Sungkwan Ku1, Elliott Forbes2, Rangeen Basu Roy Chowdhury3, Eric Rotenberg4
1North Carolina State University, 2University of Wisconsin - La Crosse, 3Intel, 4North Carolina State University / Qualcomm


Abstract

Highly-ported memories are pervasive within superscalar processors. Accordingly, they have been targets for full-custom design using multi-ported versions of the 6T SRAM bitcell. Unfortunately, full-custom design of highly-ported memories is becoming exceedingly difficult in deep sub-micron technologies. This paper makes the case for implementing highly-ported memories with standard cells (flip-flops, muxes, clock buffers). In lieu of exotic peripheral circuits for each port, standard-cell SRAMs use muxes. Consequently, area differences between full-custom and standard-cell designs are greatly reduced at a high number of ports. To also compete with full-custom memories in terms of timing and power, we introduce a standard-cell memory compiler with three key features: (i) per-row clock gating, (ii) a new tri-state based mux standard cell, and (iii) a modular layout strategy, which is the centerpiece of the memory compiler.
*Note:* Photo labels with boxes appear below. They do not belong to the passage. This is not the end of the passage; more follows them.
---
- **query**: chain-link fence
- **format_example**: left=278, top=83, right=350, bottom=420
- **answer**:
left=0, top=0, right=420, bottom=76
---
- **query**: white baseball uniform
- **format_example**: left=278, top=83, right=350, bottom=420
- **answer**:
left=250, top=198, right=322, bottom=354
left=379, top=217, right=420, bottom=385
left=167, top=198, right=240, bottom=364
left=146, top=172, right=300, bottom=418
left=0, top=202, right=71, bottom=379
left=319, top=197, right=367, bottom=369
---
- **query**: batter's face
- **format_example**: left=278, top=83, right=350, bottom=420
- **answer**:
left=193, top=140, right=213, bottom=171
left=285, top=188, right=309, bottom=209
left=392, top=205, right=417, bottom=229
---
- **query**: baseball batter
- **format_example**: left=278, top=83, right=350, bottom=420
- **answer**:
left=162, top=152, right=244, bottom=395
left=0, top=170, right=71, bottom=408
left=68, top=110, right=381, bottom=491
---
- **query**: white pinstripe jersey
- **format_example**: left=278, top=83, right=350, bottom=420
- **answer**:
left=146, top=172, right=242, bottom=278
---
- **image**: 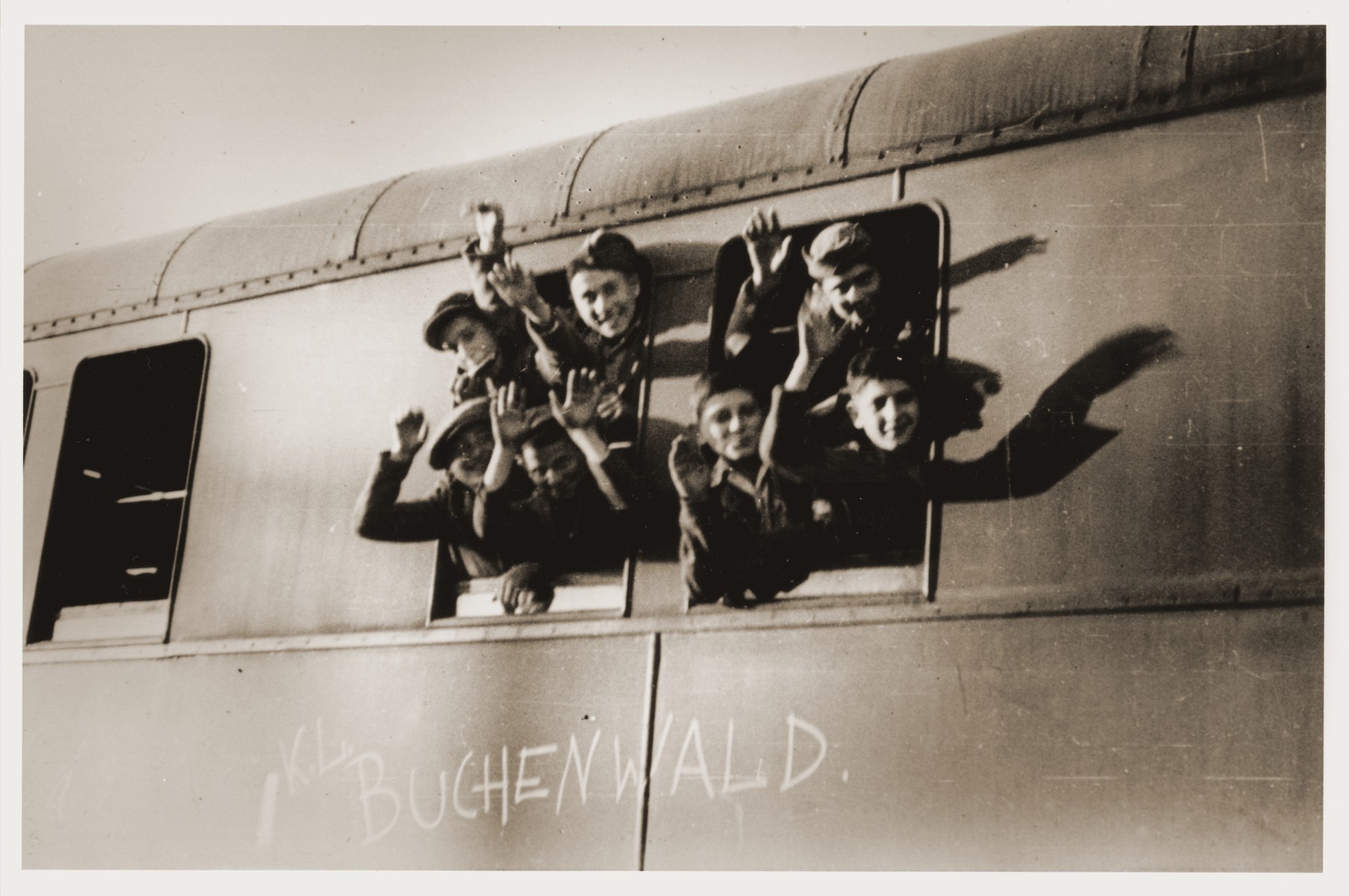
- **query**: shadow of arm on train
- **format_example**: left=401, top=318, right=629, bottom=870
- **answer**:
left=932, top=327, right=1177, bottom=502
left=947, top=234, right=1049, bottom=286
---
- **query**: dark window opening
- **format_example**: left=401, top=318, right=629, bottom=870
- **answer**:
left=708, top=205, right=944, bottom=598
left=28, top=340, right=206, bottom=644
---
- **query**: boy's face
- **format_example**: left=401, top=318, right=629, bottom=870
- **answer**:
left=570, top=270, right=642, bottom=339
left=440, top=315, right=501, bottom=374
left=449, top=423, right=495, bottom=488
left=519, top=438, right=590, bottom=498
left=698, top=389, right=764, bottom=463
left=820, top=261, right=881, bottom=327
left=847, top=379, right=919, bottom=451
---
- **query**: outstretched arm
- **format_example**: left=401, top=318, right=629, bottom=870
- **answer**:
left=464, top=200, right=506, bottom=310
left=354, top=409, right=448, bottom=541
left=723, top=209, right=792, bottom=357
left=483, top=381, right=529, bottom=494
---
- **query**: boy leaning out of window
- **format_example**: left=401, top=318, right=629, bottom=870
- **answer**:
left=669, top=372, right=838, bottom=608
left=477, top=370, right=645, bottom=613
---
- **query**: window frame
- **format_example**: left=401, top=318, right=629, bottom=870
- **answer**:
left=701, top=200, right=951, bottom=613
left=24, top=333, right=211, bottom=649
left=425, top=258, right=660, bottom=628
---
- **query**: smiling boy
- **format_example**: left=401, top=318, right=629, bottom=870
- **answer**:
left=764, top=327, right=1175, bottom=563
left=489, top=228, right=651, bottom=443
left=475, top=370, right=645, bottom=613
left=354, top=398, right=521, bottom=579
left=669, top=372, right=836, bottom=608
left=422, top=293, right=543, bottom=404
left=723, top=209, right=914, bottom=401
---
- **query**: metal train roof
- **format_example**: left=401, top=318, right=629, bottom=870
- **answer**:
left=24, top=25, right=1326, bottom=340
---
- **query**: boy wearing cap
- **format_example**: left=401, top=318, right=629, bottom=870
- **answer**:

For a 16-read/8-write 128-entry register file, our modular standard-cell memory consumes 13% more area and 4% more power, and is 35% faster, than the custom memory produced by FabMem. The automatic (built-in) robustness of standard cell designs further weigh in their favor, contrasted with exquisite transistor sizing/tuning of intertwined sub-circuits in a full-custom design.